Gross also refused defense attorneys' request to delay the start of the trial again and said it would begin with jury selection as scheduled Monday. He previously delayed the trial from March to June and then to August.

Defense attorneys argued in their latest request that they had not been able to look through 26 boxes of documents, including thousands of pages of his medical records and jail logs – which prosecutors said they would not use during the trial. Defense attorneys also said they needed to talk to 20 new witnesses identified after receiving thousands of pages of documents in recent months.

"I'm telling you unequivocally that if we go to trial on 20 August, we will without reservation be providing ineffective counsel for Major Hasan," defense attorney Maj. Joseph Marcee told the judge.
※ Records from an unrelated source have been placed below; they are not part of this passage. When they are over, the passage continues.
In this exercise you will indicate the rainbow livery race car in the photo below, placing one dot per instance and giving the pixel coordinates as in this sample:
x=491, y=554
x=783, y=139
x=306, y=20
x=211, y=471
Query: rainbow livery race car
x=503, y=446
At the start of Tuesday's hearing, Gross once again held Hasan in contempt of court and fined him $1,000 for refusing to shave the beard he's grown in violation of Army regulations. Hasan then was taken to a nearby room to watch the rest of the hearing on a closed-circuit television, as he's done since he first showed up in court with a beard in June.

Hasan's attorneys have said he won't shave because the beard is an expression of his Muslim faith. But Gross said Hasan would be forcibly shaved at some point before the trial if he doesn't shave the beard himself. He said he wants Hasan in the courtroom during the court-martial to prevent a possible appeal on the issue if he is convicted.